Le moratoire ou suspension temporaire de l’application de la peine de mort, avait été adopté en 2003 par souci du caractère sacré de la vie. Ainsi, depuis 2003, la peine de mort n’a plus été appliquée en RDC bien que les tribunaux congolais continuent toujours à prononcer la condamnation à mort. De ce fait, actuellement la peine capitale est automatiquement commuée en peine de prison à vie.
Il est donc à noter que la RDC est abolitionniste de facto, ce qui signifie qu’elle n’a pas officiellement aboli la peine de mort, mais qu’elle ne l’applique plus en pratique. La dernière exécution a eu lieu en 2003, et depuis lors, aucune autre n’a été réalisée.
Donc, bien que la peine de mort soit toujours inscrite dans la législation congolaise, elle n’est plus appliquée en pratique, et la tendance est vers l’abolition complète.
Les motivations d’un moratoire
En abolissant explicitement la peine de mort, la RDC s’est pliée à certaines exigences morales et des contraintes de droit de l’Homme. Certaines personnes estiment que la peine de mort viole les droits les plus fondamentaux de l’être humain à savoir: le droit à la vie et le droit de ne pas être soumis à des peines ou traitements cruels, inhumains ou dégradants. La Constitution congolaise en vigueur sacralise ce droit dans son article 16 ainsi que dans l’article 61 qui prohibe toute dérogation à ce droit, même en cas d’état de siège ou d’urgence. Malgré ces articles et un moratoire de fait que connaît la République démocratique du Congo (RDC) depuis 2003, la peine de mort est toujours présente dans la législation nationale. Entre 2016 et 2018, au moins 155 personnes ont été condamnées à cette peine, amenant à plus de 500 le nombre de condamnés à mort.
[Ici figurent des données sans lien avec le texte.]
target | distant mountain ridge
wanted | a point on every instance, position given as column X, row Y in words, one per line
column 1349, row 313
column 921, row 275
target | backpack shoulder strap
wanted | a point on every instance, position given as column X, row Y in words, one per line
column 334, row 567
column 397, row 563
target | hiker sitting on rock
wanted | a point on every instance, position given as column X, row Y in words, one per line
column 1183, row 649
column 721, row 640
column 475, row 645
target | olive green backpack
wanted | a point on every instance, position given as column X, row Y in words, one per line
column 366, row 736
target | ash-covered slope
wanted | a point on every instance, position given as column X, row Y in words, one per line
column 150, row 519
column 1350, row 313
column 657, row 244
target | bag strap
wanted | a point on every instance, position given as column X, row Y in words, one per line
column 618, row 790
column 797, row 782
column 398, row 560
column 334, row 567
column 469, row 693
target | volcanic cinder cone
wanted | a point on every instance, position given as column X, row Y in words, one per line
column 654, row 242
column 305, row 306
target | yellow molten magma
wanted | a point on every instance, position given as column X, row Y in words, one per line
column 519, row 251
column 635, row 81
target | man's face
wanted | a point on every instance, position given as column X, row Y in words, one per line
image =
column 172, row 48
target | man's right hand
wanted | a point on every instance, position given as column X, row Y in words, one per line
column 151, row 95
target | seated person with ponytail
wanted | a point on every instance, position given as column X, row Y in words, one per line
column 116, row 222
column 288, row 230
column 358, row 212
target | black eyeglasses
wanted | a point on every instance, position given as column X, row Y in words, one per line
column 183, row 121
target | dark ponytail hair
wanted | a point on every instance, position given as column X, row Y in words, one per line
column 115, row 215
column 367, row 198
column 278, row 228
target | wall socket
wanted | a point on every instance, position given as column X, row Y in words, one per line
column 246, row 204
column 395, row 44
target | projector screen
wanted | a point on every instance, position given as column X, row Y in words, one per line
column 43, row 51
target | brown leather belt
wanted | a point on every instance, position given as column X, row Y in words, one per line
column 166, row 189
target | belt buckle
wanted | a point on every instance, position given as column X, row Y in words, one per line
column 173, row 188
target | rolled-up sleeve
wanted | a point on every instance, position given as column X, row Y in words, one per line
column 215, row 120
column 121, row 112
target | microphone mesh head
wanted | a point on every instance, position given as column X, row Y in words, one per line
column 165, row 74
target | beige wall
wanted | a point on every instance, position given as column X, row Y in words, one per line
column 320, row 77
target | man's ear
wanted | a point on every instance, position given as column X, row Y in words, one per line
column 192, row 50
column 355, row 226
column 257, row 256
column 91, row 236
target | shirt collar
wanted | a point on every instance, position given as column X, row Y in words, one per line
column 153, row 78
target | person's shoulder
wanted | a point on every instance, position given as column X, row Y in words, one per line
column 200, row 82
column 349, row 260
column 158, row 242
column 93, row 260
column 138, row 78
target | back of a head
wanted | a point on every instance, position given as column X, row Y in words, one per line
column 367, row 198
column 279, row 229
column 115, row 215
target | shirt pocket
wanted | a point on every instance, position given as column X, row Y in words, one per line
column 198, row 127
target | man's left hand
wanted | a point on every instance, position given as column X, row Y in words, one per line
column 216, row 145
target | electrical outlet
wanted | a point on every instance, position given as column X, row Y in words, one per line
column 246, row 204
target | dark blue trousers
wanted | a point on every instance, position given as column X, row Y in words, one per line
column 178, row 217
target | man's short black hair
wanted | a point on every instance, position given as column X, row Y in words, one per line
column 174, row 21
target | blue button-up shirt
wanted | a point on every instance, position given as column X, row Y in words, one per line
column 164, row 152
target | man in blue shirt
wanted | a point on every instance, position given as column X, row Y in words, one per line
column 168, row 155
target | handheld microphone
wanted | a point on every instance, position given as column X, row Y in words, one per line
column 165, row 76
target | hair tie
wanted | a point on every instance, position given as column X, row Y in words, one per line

Elles sont principalement prononcées pour association de malfaiteurs, meurtre ou assassinat, vol à main armée ou encore participation à un mouvement insurrectionnel.
Pour les autorités congolaises, le maintien de cette peine se justifie jusqu’à présent par le très haut niveau d’insécurité dans l’est du pays. En effet, les divers massacres que d’aucuns qualifient de crimes de guerre et de crimes contre l’humanité, y sont fréquents. C’est à ce titre, et à des supposées fins dissuasives, que les tribunaux militaires condamnent à mort, entre autres, les membres des milices.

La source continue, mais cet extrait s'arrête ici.